Penulisan Al-Qur’an tercatat masih sederhana dan berserakan pada beberapa media seperti pelepah kurma, lempengan batu, daun lontar, kulit atau daun kayu, pelana, potongan tulang belulang binatang. Di samping itu banyak juga sahabat-sahabat Rasulullah SAW langsung menghafalkan ayat-ayat Al-Qur’an setelah wahyu diturunkan.Penulisan Al-Qur’an pada saat itu belum terkumpul menjadi satu mushaf, karena tidak ada faktor pendorong dalam membukuan Al-Qur’an mengingat Rasulullah SAW masih hidup dan para Sahabat juga menghafal. Alasan lain, karena Al-Qur’an turun secara berangsur-angsur atau bertahap.
- Masa Khalifah Abu Bakar
Pada masa ini banyak sahabat Hafidz mati Syahid di Perang Yamamah. Jumlah yang syahid sekitar 50 qori. Maka dari itu, Umar bin Khattab mulai risau dan memikirkan masa depan akan Al-Qur’an. Kemudian, ia berdialog dengan Khalifah Abu Bakar untuk pengumpulan kembali Al-Qur’an. Karena kekhawatiran tersebut, maka Abu Bakar dan Umar bin Khattab mulai mengumpulkan lembaran ayat-ayat Al Qur’an. Lalu, Abu Bakar meminta Zaid ibn Tsabit, yaitu salah satu mantan juru tulis Nabi Muhammad SAW untuk menuliskan Al-Qur’an agar menjadi lembaran yang dapat disatukan. Setelah Al-Qur’an sudah menjadi satu mushaf yang tersusun secara rapih, mushaf tersebut diserahkan dan disimpan oleh Abu Bakar hingga beliau wafat. Lalu, Umar bin Khattab yang menjadi penerus pemegang mushaf hingga beliau wafat. Sepeninggal beliau, estafet penjagaan mushaf diteruskan oleh anaknya yang bernama Hafshah binti Umar bin Khattab yang juga salah satu istri Nabi Muhammad SAW.
- Masa Ustman bin Affan
Agama Islam semakin menyebar luas, sehingga menyebabkan perbedaan pengucapan beberapa kata dalam Al-Qur’an. Maka, Utsman bin Affan berinisiasi membuat standar Al-Qur’an atau biasa kita menyebutnya dengan Mushaf Utsmani. Dalam hal ini dibentuklah satu panitia oleh Utsman bin Affan, terdiri dari Zaid bin Tsabit (ketua), Abdullah bin Zubair, Sa’id bin Ash dan Abdur rahman bin Harits bin Hissyam. Tujuannya untuk membukukan Al-Qur’an, yakni dengan menyalin dari lembaran-lembaran yang berisi ayat-ayat Al-Qur’an itu menjadi sebuah buku. Selain itu, ia menyeragamkan penulisan serta pembacaannya yang sesuai dengan dialek suku quraisy, sebab konon alqur’an diturunkan menurut dialek suku tersebut.

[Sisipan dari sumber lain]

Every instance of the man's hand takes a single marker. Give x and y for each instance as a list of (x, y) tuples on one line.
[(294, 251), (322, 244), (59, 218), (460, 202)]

Utsman berusaha mengirim utusan kepada Hafsah binti Umar untuk meminta dokumen ayat-ayat Al Qur’an. Saat negosiasi, Hafsah mengizinkan dengan syarat Utsman mengembalikan dokumen asli saat ayat sudah selesai disalin. Utsman pun setuju. Setelah rapi dan jadi dalam bentuk dibukukan, mushaf mulai didistribusikan ke beberapa negara, seperti Mekkah, Syam, Yaman, Bahrain, Bashrah, Kufah, dan Madinah sampai ke negara Islam lainnya. Utsman pun menepati janjinya untuk mengembalikan dokumen asli kepada Hafsah.